Klares Ja zur IV-Revision
Die Stimmberechtigten haben die 5. IV-Revision trotz Opposition in vier Westschweizer Kantonen mit 59,1 Prozent Ja gutgeheissen.

Das Schweizer Stimmvolk sagt deutlich Ja zur Sanierung der schwer verschuldeten Invalidenversicherung (IV). In der West- und Südschweiz war die Zustimmung jedoch etwas knapper.

Damit ist das Thema allerdings noch lange nicht erledigt. Nun beginnt bereits der Streit um die zusätzliche Finanzierung der angeschlagenen Versicherung.

Hauptziel der 5. IV-Revision ist die Reduktion des milliardenhohen Schuldenbergs des Sozialwerks. Es steht gegenwärtig mit über 9 Mrd. Franken beim Fonds der Alters- und Hinterlassenenversicherung (AHV), über den es finanziert wird, in der Kreide. Ende Jahr könnten es sogar 11 Milliarden sein.

Dass diese Entwicklung so nicht weitergehen kann, war klar. Das Ja zur 5. IV-Revision ist denn auch eine klare Verpflichtung zur Schuldensanierung der Sozialversicherung.

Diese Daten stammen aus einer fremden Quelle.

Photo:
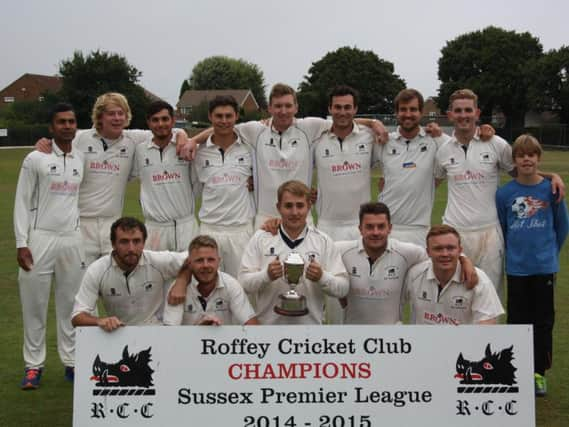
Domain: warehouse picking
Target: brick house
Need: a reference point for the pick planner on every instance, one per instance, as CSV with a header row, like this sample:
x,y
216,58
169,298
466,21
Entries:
x,y
29,87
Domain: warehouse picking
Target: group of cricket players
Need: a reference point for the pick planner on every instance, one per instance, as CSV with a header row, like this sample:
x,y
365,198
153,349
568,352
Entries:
x,y
364,261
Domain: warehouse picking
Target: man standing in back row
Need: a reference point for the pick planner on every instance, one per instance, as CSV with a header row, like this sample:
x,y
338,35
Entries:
x,y
166,191
472,168
46,224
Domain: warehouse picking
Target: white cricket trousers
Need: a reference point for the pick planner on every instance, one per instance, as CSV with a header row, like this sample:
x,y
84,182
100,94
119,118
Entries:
x,y
56,256
485,248
334,314
231,242
174,235
96,234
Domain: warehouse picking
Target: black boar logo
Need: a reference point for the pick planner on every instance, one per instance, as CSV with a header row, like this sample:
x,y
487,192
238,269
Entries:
x,y
131,371
494,368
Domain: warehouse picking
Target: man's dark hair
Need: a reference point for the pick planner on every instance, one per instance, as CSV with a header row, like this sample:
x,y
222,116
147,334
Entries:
x,y
223,101
343,90
127,223
374,208
407,95
60,107
157,106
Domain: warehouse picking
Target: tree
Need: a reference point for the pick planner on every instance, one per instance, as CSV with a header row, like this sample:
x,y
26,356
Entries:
x,y
372,76
222,72
494,63
85,78
550,88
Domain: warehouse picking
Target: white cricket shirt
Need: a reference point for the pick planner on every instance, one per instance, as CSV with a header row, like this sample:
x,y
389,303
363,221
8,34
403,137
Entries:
x,y
47,193
454,304
262,250
227,301
408,169
136,298
376,289
280,157
344,173
473,178
166,191
222,179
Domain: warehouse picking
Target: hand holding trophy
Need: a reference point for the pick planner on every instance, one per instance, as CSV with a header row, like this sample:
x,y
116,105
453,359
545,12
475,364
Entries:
x,y
291,303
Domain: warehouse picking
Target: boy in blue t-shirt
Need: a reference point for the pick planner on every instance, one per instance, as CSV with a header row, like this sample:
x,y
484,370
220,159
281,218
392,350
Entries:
x,y
535,227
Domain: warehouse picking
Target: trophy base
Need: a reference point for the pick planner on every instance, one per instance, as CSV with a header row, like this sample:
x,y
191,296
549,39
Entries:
x,y
291,304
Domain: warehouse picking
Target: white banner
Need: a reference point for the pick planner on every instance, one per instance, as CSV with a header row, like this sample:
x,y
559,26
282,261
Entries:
x,y
305,376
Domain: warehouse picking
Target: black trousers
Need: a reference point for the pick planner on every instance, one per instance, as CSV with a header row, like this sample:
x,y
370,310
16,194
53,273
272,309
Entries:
x,y
530,301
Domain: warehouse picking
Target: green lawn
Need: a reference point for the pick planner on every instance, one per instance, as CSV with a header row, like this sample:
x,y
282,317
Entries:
x,y
51,405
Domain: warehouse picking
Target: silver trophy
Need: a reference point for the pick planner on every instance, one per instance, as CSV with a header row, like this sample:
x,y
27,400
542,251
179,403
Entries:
x,y
291,303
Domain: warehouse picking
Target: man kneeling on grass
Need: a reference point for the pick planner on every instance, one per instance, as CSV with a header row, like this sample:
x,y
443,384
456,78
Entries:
x,y
213,297
438,295
130,281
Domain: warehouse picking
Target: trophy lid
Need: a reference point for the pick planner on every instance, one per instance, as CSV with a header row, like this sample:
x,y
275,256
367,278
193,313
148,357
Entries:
x,y
294,258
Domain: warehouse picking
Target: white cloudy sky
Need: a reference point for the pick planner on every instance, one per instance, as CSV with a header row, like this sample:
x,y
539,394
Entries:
x,y
164,39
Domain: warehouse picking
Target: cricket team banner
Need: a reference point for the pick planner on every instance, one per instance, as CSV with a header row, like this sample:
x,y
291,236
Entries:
x,y
305,376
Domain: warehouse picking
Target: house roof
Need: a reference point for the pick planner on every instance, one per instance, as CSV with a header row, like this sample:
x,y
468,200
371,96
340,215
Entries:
x,y
40,82
196,97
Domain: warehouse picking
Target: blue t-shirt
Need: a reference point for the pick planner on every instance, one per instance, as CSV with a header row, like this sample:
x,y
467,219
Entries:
x,y
534,227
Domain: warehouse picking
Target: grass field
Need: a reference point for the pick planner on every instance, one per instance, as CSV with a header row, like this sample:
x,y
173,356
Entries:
x,y
51,405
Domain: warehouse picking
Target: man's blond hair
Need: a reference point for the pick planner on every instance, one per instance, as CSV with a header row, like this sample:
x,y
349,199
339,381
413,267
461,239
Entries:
x,y
296,188
104,101
280,89
463,94
526,144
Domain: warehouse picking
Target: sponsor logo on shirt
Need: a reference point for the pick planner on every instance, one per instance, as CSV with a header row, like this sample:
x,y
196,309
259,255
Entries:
x,y
123,152
346,168
271,252
225,179
283,164
459,302
391,272
486,157
64,187
104,166
113,292
53,169
371,292
469,176
440,318
166,177
220,305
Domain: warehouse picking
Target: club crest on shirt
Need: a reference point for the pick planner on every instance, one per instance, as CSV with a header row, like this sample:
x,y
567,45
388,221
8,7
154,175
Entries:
x,y
53,169
459,302
486,157
354,272
391,272
220,305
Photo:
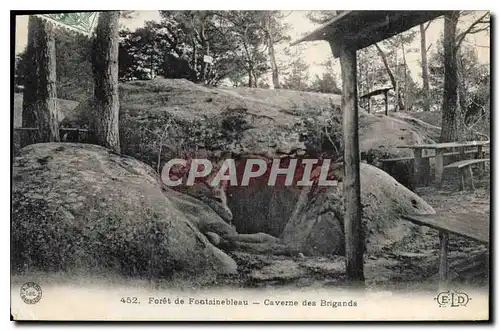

Die Mehrheit der Bevölkerung ist der Meinung, dass dringend etwas unternommen werden muss, um das hohe Defizit der Invalidenversicherung zu sanieren.

Dies soll nun unter dem Motto "Eingliederung vor Rente" geschehen. Mehr Integration von Behinderten in den Arbeitsprozess und tiefere Renten sind die Losung der Revision.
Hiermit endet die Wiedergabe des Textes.